A l’évidence, la Macronie fait donc un cadeau à Sorare, dont les actifs sont en chute libre et qui n’emploie que quelques dizaines de personnes malgré des levées de fond de plusieurs dizaines de millions d’euros. Un cadeau tel qu’on ne sait toujours pas quel régime fiscal leur sera appliqué, le gouvernement refusant de s’engager sur l’alignement avec celui des jeux d’argent, pour nous renvoyer au projet de loi de finances pour 2024, qui sera adopté via le 49.3… Donc sans débat. Sophia Chikirou et les insoumis s’opposent à cet article qui fait primer une logique de marché sur la protection des jeunes face aux risques d’addiction.
Le fourre-tout incomplet
Enfin, le gouvernement réussit l’exploit, malgré son texte foisonnant et incohérent, de passer à côté de plusieurs sujets majeurs. D’abord, le PJL passe sous silence les moyens alloués à la justice pour faire son travail. Dans le cadre de la lutte contre le cyberharcèlement, on ne peut pourtant pas ignorer que le Pôle national de lutte contre la haine en ligne (PNLH) a été créé fin 2020 à moyens constants au sein du parquet de Paris, malgré l’ampleur de la tâche. Dans un esprit très sécuritaire, le gouvernement préfère renforcer les pouvoirs administratifs et contourner le juge judiciaire tout au long du texte dans un souci « d’efficacité ».

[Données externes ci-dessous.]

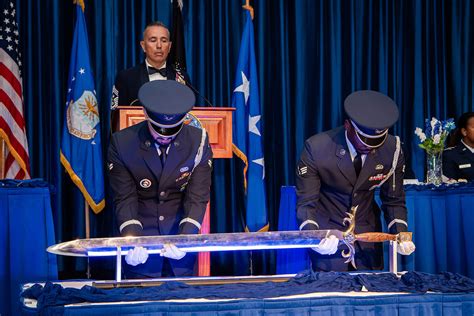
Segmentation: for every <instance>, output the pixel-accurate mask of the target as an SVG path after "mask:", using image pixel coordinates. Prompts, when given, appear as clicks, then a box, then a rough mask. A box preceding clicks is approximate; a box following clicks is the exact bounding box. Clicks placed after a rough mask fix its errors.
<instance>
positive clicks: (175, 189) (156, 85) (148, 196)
mask: <svg viewBox="0 0 474 316" xmlns="http://www.w3.org/2000/svg"><path fill="white" fill-rule="evenodd" d="M139 98H140V101H141V103H142V104H143V106H144V109H145V116H146V118H147V120H146V121H144V122H141V123H139V124H137V125H134V126H131V127H129V128H126V129H124V130H121V131H118V132H116V133H114V134H113V135H112V139H111V143H110V147H109V153H108V163H109V176H110V184H111V187H112V190H113V193H114V205H115V212H116V218H117V224H118V227H119V230H120V233H121V235H122V236H150V235H173V234H196V233H198V231H199V229H200V227H201V222H202V219H203V217H204V213H205V211H206V205H207V202H208V200H209V195H210V186H211V169H212V151H211V148H210V146H209V140H208V136H207V133H206V131H205V130H204V129H199V128H196V127H193V126H190V125H185V124H184V123H183V122H184V119H185V115H186V114H187V112H188V111H189V110H191V108H192V106H193V105H194V102H195V97H194V94H193V92H192V91H191V90H190V89H189V88H188V87H186V86H184V85H182V84H180V83H177V82H176V81H171V80H166V81H151V82H148V83H146V84H144V85H143V86H142V87H141V88H140V91H139ZM135 250H136V251H135ZM135 250H134V251H131V252H130V256H127V263H129V264H131V265H132V266H130V265H125V266H126V267H127V271H126V274H127V275H126V277H129V275H131V276H132V277H159V276H172V275H176V276H177V275H192V273H193V267H194V263H195V259H196V255H195V254H186V255H185V253H183V252H182V251H180V250H179V249H177V248H176V247H175V246H173V245H171V247H170V248H168V251H167V252H166V251H165V252H164V253H163V254H162V256H163V257H167V258H162V257H161V256H158V255H152V256H150V258H149V259H148V260H147V257H148V255H147V252H146V250H144V249H143V248H141V249H139V248H137V249H135ZM178 259H179V260H178ZM145 261H146V263H145V264H140V263H141V262H145ZM134 265H136V266H134Z"/></svg>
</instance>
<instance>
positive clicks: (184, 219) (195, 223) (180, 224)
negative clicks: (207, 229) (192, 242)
mask: <svg viewBox="0 0 474 316" xmlns="http://www.w3.org/2000/svg"><path fill="white" fill-rule="evenodd" d="M186 222H187V223H191V224H193V225H194V226H196V227H197V228H198V229H201V224H199V222H198V221H197V220H195V219H192V218H191V217H186V218H183V219H182V220H181V222H179V225H181V224H183V223H186Z"/></svg>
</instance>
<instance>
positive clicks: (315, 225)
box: [300, 219, 319, 230]
mask: <svg viewBox="0 0 474 316" xmlns="http://www.w3.org/2000/svg"><path fill="white" fill-rule="evenodd" d="M308 224H312V225H315V226H316V227H317V228H319V225H318V223H316V222H315V221H312V220H310V219H308V220H306V221H304V222H303V223H301V225H300V230H302V229H303V227H305V226H306V225H308Z"/></svg>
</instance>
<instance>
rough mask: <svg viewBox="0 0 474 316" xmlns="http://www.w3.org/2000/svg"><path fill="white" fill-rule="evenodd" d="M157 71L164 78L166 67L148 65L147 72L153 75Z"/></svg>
mask: <svg viewBox="0 0 474 316" xmlns="http://www.w3.org/2000/svg"><path fill="white" fill-rule="evenodd" d="M156 73H159V74H160V75H161V76H163V77H165V78H166V68H160V69H156V68H154V67H148V74H149V75H153V74H156Z"/></svg>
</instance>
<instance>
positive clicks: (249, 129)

Il n’a pas pris le soin non plus d’ajouter un titre sur la sobriété numérique au moment où l’empreinte environnementale du numérique pourrait passer de 2,5% à 7% des émissions de gaz à effet de serre en France d’ici 2030, que la consommation d’électricité va exploser dans les années à venir et que les datacenter sont toujours plus énergivores. Après le texte industrie verte qui n’avait de vert que le nom, voilà un nouveau projet qui trahit complètement la promesse de Macron : « ce mandat sera écologique ou ne sera pas ».
Le gouvernement se refuse également à garantir l’interopérabilité entre plateformes ou services numériques en nuage, et se soumettra au bon vouloir de la commission européenne concernant la régulation des crédits de cloud, qui reste très timide dans le texte. Il en va pourtant de notre souveraineté numérique et de la préservation des données de nos collectivités, nos concitoyens et nos entreprises.
Face à ce constat, le groupe insoumis sera fortement mobilisé durant tout l’examen du texte en séance publique pour alerter sur les mesures à la fois inopérantes et liberticides du gouvernement et apporter ses propositions, moins simplistes et plus ancrées dans le réel.